新宿セブンが面白い6

こちらはKAT-TUN上田竜也さんを応援しているブログです。
初主演ドラマ24「新宿セブン」が好評放送中です!


もうひとつのセイクリッドセブン
物語の「鍵」となる七瀬の胸のセイクリッドセブン。「もうひとつの行方」が冒頭の七瀬の過去(回想)シーンにて触れられた。このシーンがまた凝ったつくりになっていて、

セン「そいつ(セイクリッドセブン)を持っている人間が・・・」

の後につづく台詞をセンに言わせず、

七瀬「こいつを持っている人間にやられたの?」

と、七瀬に言わせている。これを素直に受け取ると「セイクリッドセブンを持っている人間が親(セン)の仇」という解釈になるが果たしてそうなのだろうか?赤ん坊の七瀬を抱え、アジアの屋台で七瀬の気に入ったセイクリッドセブンを買ってやり、「七瀬」という名前までつけてやったセンの人柄から察するに「どうか自分の仇を討ってくれ」とは言わないような気がする。ただの物盗りの犯行だとすると二束三文の「セイクリッドセブン」を奪っていく意味がわからない。おそらくセンを襲った犯人たちが本当に欲しかったものは「これと同じセイクリッドセブンをつけている少年」=七瀬ではないだろうか?

以下はあくまでも私の想像だが
セン「こいつを持っている人間がお前の本当の父親だ」(センは七瀬を誘拐した)
セン「こいつを持っている人間がお前の本当の父親を殺した」(センはその父親に七瀬を守るよう託されて、逃亡した)

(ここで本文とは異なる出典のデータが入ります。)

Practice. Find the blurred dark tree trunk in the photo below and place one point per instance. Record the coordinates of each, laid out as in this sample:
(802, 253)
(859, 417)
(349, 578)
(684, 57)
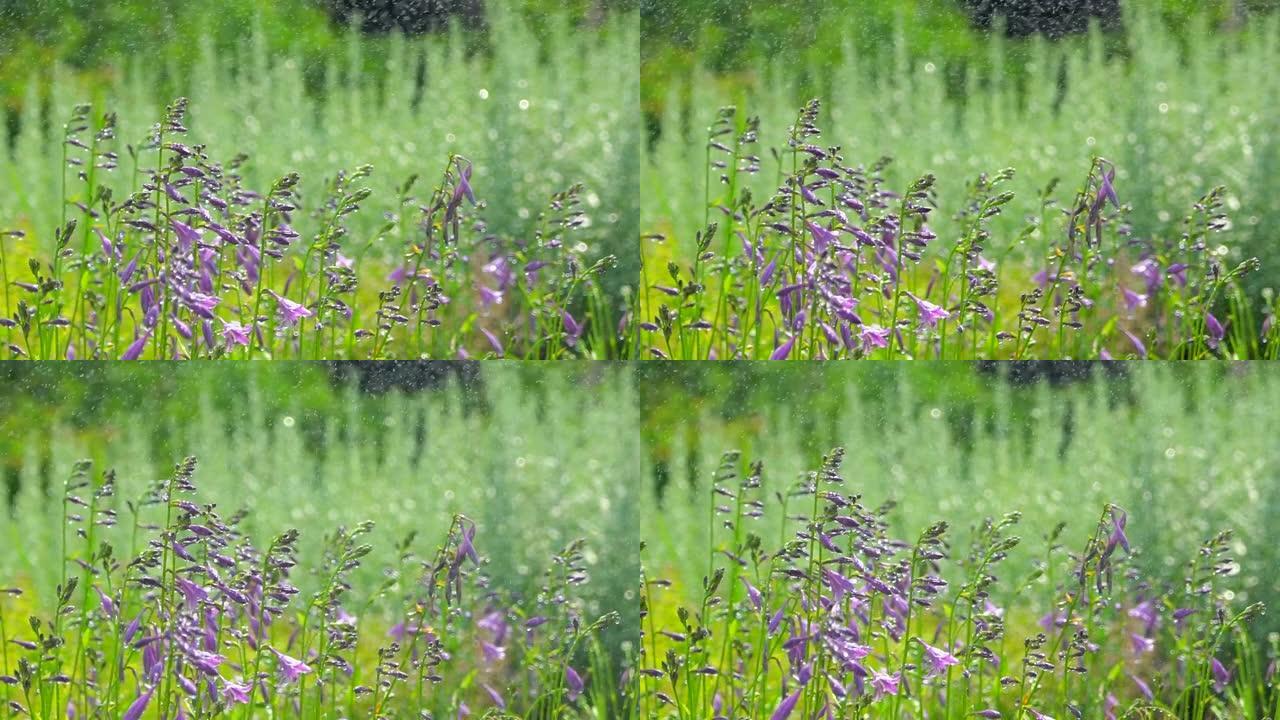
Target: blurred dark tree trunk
(1054, 18)
(406, 376)
(411, 17)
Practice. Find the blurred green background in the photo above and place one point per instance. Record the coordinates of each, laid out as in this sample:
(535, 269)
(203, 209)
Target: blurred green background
(92, 36)
(312, 446)
(736, 40)
(1187, 449)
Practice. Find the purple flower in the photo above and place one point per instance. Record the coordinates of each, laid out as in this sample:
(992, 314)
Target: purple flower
(929, 313)
(138, 706)
(1221, 675)
(574, 682)
(938, 659)
(192, 592)
(1106, 190)
(291, 668)
(784, 350)
(291, 311)
(493, 341)
(873, 336)
(464, 187)
(129, 268)
(572, 328)
(187, 236)
(105, 602)
(135, 350)
(753, 595)
(489, 296)
(786, 706)
(885, 683)
(492, 652)
(236, 692)
(1148, 270)
(1143, 687)
(1119, 518)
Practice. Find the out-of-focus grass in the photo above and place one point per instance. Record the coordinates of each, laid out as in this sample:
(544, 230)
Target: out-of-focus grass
(533, 463)
(1187, 450)
(1178, 108)
(544, 104)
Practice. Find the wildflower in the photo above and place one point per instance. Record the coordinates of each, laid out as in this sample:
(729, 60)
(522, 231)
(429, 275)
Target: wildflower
(1141, 643)
(234, 333)
(822, 237)
(105, 602)
(786, 706)
(873, 336)
(192, 592)
(938, 659)
(187, 236)
(572, 328)
(1148, 270)
(236, 692)
(492, 652)
(885, 683)
(138, 706)
(135, 350)
(493, 341)
(929, 313)
(767, 273)
(291, 311)
(291, 668)
(784, 350)
(1119, 518)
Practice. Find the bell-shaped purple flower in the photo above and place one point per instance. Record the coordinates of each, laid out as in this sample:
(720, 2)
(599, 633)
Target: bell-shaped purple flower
(291, 668)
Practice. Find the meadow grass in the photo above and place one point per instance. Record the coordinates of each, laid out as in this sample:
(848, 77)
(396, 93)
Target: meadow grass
(1174, 118)
(535, 110)
(408, 463)
(840, 615)
(1184, 450)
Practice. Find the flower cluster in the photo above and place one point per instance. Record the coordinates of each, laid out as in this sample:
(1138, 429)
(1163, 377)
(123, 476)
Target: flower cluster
(835, 265)
(201, 623)
(193, 264)
(845, 620)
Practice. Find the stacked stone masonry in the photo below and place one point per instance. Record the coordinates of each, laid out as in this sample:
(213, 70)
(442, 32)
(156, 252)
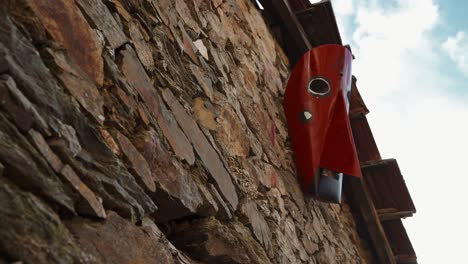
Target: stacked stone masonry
(151, 131)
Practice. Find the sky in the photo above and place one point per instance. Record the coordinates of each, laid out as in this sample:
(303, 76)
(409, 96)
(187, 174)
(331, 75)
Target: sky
(412, 71)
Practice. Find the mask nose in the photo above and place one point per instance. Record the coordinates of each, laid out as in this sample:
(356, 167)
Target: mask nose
(305, 117)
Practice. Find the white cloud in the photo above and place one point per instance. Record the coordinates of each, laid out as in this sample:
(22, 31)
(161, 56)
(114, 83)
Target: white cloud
(413, 117)
(457, 49)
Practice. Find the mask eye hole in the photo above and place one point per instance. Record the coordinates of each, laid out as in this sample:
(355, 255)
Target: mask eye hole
(319, 87)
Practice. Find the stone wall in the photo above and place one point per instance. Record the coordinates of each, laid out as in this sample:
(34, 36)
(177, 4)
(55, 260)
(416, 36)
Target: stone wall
(151, 131)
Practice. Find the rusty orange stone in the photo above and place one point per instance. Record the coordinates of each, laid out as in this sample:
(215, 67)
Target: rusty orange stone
(67, 26)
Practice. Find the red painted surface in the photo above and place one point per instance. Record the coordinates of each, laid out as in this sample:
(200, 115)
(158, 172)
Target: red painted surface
(326, 141)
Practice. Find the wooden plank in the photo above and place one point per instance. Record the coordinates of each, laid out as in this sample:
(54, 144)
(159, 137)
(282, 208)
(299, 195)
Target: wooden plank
(395, 215)
(406, 259)
(387, 188)
(292, 24)
(376, 163)
(366, 207)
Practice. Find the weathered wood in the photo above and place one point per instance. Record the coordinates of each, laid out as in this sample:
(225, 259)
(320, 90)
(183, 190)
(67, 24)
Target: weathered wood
(362, 200)
(395, 215)
(406, 259)
(376, 163)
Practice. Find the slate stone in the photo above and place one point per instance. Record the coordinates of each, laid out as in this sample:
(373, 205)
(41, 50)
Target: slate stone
(211, 241)
(60, 17)
(135, 73)
(27, 168)
(137, 161)
(89, 203)
(204, 149)
(140, 38)
(117, 241)
(31, 232)
(257, 224)
(177, 195)
(78, 84)
(102, 19)
(24, 113)
(41, 144)
(203, 81)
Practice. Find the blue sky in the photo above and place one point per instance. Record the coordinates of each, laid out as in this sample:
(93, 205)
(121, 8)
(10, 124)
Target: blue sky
(412, 70)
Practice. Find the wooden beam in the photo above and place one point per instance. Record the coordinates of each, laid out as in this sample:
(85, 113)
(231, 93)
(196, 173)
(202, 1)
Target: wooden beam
(292, 24)
(376, 163)
(395, 215)
(371, 219)
(406, 259)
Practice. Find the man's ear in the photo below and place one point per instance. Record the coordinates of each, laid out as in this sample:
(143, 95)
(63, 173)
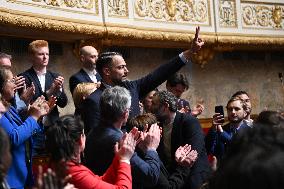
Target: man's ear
(166, 105)
(245, 113)
(82, 58)
(106, 71)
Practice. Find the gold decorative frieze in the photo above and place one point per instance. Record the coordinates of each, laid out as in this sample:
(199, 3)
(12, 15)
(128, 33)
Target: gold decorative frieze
(183, 11)
(117, 8)
(46, 24)
(87, 5)
(263, 16)
(227, 13)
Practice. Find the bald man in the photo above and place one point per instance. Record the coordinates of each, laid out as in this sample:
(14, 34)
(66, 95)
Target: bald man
(88, 73)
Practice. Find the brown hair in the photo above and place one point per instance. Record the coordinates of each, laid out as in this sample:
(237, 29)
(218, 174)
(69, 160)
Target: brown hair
(36, 44)
(141, 121)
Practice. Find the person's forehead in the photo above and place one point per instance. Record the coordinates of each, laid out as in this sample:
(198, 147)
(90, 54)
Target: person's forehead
(155, 98)
(243, 96)
(5, 61)
(236, 103)
(93, 52)
(42, 49)
(118, 60)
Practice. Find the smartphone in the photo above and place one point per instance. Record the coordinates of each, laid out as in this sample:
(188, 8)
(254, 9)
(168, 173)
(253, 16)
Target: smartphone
(220, 110)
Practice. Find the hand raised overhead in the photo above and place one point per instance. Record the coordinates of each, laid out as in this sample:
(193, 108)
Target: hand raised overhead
(197, 42)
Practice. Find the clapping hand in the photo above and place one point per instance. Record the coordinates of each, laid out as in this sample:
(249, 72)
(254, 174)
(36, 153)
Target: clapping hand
(185, 156)
(127, 145)
(151, 139)
(39, 108)
(56, 86)
(28, 93)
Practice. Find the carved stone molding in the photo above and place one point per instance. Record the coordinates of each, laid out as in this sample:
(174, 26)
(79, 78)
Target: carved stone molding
(67, 5)
(46, 24)
(227, 13)
(263, 16)
(117, 8)
(180, 11)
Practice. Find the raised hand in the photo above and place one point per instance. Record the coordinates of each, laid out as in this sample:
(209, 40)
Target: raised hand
(39, 108)
(197, 42)
(28, 93)
(185, 156)
(127, 145)
(195, 46)
(197, 110)
(52, 102)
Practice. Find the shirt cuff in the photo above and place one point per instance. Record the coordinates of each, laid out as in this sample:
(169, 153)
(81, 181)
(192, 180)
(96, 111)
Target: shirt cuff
(183, 59)
(124, 161)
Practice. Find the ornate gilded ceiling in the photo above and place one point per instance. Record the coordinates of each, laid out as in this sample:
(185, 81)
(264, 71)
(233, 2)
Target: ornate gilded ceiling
(224, 23)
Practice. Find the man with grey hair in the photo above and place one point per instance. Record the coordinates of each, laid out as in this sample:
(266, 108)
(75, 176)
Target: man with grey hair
(115, 104)
(88, 73)
(180, 129)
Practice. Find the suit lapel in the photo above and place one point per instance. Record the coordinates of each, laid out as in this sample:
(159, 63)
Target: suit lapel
(85, 76)
(48, 80)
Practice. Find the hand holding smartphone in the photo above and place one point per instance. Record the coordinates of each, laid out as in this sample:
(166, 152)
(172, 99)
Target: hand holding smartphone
(220, 110)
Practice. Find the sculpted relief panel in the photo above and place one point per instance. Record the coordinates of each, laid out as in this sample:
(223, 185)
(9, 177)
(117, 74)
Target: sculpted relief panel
(75, 5)
(181, 11)
(118, 8)
(227, 13)
(263, 16)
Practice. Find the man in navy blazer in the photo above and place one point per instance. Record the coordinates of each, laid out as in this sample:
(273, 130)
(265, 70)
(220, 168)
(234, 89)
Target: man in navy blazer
(88, 73)
(99, 152)
(112, 67)
(46, 83)
(179, 129)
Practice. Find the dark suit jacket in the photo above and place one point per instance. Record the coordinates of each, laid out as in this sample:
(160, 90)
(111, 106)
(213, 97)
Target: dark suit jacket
(186, 130)
(99, 153)
(217, 143)
(80, 77)
(31, 76)
(138, 89)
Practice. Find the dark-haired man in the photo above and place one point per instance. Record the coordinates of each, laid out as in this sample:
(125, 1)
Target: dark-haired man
(180, 129)
(219, 136)
(178, 84)
(113, 70)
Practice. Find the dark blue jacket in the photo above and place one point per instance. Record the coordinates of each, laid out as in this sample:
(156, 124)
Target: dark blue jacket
(31, 76)
(138, 89)
(99, 153)
(186, 130)
(19, 133)
(217, 143)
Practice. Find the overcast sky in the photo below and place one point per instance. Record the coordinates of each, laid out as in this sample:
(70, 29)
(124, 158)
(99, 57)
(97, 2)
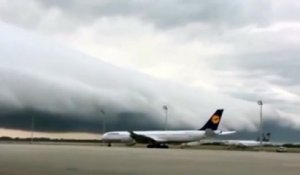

センの最期の言葉「坊、本物になれ」にも様々な意味が込められているに違いない。
この「謎」の見せ方が毎回見事でここだけでも続きが観たくなるのだ。

ディティール
シノブの餃子屋での仕込みのシーン。アルバイトの栞はスプーンを使って餃子の餡を計量しているが、シノブは素手で掴み、餃子を包んでいた。彼女くらいになると自分の指先で適量がわかるのだろう。
シノブは餃子のプロ=本物なのだ。

エルドラドでの占いのシーン。エリカが美藍(メイラン役を演じるのが”蒼井そら”さんだから「あお」と呼ぶ字を使ったの?)の中国語を通訳した。エルドラドはコリアン・バーだ。そこのママとしては当然、従業員の国の言葉はひと通りマスターしているということだろう。エリカもプロ意識の高い=本物であることがわかる。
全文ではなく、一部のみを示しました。